Bütün bunlar gülümseten olumlu gelişmelerdir. İşlerin gidişatını yakından takip eden biri olarak bu pozitif yargılarda bulunabiliyorum. Sayın kültür bakanının başkanlığını yaptığı, edebiyat ve tercüme komisyonunun içinde yer almaktayım. Kadın çalışanların da yoğunlukta olduğu bu komisyonun çalışma ortamı, daha önce devlet kurumlarında alışık olmadığımız kadar rahat ve özgürlükçü.   
Ancak, bilindiği üzere kültür, ne kadar çeşitli ve gelişmiş olsa da kurumlar tarafından üretilemez. Kurumlar kültürel üretimi teşvik eder ya da sekteye uğratır fakat kültürün üretimini üstlenemez. İster edebiyat olsun ister felsefe veya sanat, tekil ya da çoğul olarak bireyler tarafından üretilir. Kral Abdülaziz tarafından kurulduğu ilk yıllardan itibaren ülkemizin kültürel birikimi, bireysel çabalarla oluşmuştur.  
Sayın Veliaht Prens Muhammed bin Selman liderliğindeki 2030 vizyonunu kültürel alanda yakalayabilmemiz için, kültür üreticisi bireylere uygun koşulların sağlanması bir zorunluluktur. Kültür bakanlığının artan ve çeşitlenen maddi manevi destekleri, bu yolda güçlü bir şekilde ilerlediğimizin güçlü bir göstergesidir. Ancak bu eğilimin sürdürülebilir olması için dikkat edilmesi gereken hususlar var: 
Birincisi: kültürün, entelektüel ve yaratıcı bir doruk noktası olarak görülmesidir. Doruk noktası derken, insanın kültürel faaliyeti ile kendisini gerçekleştirebileceği en üst sınırlara ulaşabilmesini kastediyoruz. Popülizmin cazibesine kapılmadan, üretici ve alıcıları tatmin etmek için nitelikten ödün verilmemesi gerekir. Bunun elitist, üstenci bir yaklaşım olduğunu ve kültürün geniş kitlelere yayılmasına mâni olacağını iddia edenler olabilir.  Ancak niteliğin niceliğe feda edilmesi, kültürel seviyenin ve kalitenin düşmesiyle sonuçlanacaktır. Asıl hedeflenmesi gereken, kitlelerin seviyesinin yukarıya çekilmesi olmalıdır.  Kültürün en yüksek ürünlerinden biri olan felsefe, kimileri için hayata dair basit fikirlere dönüşebilir veya insan hayatındaki en önemli konuların tartışılarak, sorunlarına çözüm bulunmasına katkı sağlayabilir. Tabi ki yüksek standartlar dayatılamaz, bununla birlikte olumlu yönlendirmeler ve hatırlatmaların yapılması gerekir.   

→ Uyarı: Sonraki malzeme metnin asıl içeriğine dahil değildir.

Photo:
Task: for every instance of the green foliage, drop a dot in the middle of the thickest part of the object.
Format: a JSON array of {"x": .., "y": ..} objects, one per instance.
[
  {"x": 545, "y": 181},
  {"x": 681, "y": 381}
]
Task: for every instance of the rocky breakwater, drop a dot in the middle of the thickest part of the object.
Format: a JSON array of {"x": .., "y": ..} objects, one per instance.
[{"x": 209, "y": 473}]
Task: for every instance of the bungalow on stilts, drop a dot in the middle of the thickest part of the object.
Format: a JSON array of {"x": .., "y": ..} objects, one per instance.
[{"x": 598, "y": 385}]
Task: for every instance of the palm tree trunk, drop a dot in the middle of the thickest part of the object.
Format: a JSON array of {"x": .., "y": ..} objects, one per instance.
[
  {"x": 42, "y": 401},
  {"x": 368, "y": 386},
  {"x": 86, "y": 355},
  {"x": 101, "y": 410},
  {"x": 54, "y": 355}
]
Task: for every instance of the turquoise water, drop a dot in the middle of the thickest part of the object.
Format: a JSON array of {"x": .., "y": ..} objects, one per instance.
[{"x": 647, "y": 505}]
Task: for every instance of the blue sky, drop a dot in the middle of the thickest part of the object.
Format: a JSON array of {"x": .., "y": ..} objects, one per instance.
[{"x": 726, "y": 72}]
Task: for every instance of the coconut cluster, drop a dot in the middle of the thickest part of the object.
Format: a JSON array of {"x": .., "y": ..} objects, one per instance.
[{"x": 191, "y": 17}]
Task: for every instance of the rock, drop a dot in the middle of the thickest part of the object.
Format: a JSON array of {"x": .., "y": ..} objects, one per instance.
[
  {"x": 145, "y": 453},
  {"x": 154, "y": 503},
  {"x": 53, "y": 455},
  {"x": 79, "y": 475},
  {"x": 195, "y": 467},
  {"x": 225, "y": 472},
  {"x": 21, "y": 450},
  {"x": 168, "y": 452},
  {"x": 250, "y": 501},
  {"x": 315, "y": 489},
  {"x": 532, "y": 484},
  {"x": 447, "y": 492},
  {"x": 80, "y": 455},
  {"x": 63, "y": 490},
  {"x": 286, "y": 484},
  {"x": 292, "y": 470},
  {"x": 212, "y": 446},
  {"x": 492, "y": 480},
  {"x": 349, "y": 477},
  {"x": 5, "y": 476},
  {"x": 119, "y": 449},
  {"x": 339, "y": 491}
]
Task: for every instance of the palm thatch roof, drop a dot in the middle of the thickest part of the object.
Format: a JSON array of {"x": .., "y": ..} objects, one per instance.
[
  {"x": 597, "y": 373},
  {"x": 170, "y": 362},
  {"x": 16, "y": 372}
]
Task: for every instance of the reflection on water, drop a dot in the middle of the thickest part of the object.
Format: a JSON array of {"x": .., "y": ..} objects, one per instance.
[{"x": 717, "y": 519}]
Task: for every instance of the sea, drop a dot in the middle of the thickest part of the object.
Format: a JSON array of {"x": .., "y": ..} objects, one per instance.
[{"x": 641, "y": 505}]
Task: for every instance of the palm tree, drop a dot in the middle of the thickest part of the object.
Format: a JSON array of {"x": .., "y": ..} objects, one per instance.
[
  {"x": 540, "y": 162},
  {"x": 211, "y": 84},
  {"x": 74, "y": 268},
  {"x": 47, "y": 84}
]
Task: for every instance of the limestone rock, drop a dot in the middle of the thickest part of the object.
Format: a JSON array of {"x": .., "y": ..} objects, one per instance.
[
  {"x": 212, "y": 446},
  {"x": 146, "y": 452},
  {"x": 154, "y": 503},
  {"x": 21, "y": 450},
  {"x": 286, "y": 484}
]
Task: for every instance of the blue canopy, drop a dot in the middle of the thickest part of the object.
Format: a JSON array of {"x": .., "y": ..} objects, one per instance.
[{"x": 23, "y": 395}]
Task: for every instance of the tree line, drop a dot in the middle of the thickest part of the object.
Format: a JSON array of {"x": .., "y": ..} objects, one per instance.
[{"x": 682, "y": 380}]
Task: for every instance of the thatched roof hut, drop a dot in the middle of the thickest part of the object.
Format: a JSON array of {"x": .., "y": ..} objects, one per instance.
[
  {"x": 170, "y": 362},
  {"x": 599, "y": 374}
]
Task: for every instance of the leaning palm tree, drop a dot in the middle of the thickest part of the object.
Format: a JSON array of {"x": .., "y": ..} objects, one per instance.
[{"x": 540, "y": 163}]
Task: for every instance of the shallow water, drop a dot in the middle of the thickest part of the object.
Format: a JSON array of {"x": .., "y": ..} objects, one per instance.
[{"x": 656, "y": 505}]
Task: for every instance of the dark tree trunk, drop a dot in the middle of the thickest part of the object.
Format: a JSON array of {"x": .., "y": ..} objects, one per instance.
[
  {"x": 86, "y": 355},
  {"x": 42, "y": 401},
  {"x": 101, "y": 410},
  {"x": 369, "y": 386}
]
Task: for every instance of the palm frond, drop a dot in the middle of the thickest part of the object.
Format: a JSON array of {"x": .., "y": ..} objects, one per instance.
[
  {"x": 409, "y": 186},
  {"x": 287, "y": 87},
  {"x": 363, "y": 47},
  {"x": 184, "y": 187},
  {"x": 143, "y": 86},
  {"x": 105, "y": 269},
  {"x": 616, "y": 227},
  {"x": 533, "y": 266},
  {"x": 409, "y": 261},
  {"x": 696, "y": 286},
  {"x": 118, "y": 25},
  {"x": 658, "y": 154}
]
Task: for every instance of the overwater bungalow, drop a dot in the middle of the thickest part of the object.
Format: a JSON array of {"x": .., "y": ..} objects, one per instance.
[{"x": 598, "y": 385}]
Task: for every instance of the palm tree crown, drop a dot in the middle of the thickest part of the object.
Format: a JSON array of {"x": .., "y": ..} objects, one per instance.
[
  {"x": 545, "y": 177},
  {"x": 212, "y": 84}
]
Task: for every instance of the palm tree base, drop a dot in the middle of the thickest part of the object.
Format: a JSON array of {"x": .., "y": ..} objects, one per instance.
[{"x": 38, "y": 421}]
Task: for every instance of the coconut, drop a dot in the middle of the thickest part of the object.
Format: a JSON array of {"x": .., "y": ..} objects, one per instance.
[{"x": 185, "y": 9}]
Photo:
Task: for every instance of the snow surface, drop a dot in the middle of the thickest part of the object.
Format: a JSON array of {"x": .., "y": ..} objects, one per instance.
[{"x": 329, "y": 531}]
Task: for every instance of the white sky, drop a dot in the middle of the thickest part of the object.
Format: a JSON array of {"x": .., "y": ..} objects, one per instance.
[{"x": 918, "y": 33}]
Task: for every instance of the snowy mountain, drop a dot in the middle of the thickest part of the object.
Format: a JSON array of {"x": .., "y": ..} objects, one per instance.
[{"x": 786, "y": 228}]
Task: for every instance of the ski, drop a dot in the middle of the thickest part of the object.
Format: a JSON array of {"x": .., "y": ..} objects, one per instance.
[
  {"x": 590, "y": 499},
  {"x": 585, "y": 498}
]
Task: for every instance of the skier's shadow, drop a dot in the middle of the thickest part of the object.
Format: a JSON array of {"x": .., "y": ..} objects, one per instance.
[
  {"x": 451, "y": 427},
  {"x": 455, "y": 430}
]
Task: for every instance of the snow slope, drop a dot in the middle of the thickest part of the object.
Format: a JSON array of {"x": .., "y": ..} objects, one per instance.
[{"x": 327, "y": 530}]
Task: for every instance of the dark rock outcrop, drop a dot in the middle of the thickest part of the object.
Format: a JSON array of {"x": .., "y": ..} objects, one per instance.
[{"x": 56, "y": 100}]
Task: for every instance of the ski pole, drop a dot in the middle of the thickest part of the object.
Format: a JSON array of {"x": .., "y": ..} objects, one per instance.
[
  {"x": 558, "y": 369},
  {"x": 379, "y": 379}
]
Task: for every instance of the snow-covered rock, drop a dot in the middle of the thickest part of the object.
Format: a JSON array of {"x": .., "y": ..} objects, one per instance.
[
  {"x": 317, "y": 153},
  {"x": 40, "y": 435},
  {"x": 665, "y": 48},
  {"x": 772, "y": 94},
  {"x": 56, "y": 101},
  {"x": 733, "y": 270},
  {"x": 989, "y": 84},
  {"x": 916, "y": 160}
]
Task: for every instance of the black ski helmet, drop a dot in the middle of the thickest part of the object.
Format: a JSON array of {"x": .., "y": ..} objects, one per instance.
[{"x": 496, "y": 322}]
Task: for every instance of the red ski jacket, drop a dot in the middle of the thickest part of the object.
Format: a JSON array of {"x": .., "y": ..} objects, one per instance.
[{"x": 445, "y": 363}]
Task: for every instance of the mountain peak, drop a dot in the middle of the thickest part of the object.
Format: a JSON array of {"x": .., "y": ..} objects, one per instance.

İkincisi: Kültürel üretimin aracı olan Arap diline azami özenin gösterilmesidir. Arapçanın kültürel üretimdeki temel rolü teşvik edilmelidir. Başta eğitim alanında iyileştirmeler olmak üzere, akademi, medya ve ticari alanlarda Arapça dilinin doğru kullanımı yaygınlaştırılmalıdır. Özellikle ticaret alanlarında İngilizcenin Arapçanın yerini almaya başladığı görülüyor. Gençlerin kullandığı dil itibariyle Arapçalarının geliştirilmesi için gerekli adımların atılması zorunludur. Arapça, kültürümüzün geleceğidir, çünkü sahip olduğumuz kültür Arap kültürüdür.   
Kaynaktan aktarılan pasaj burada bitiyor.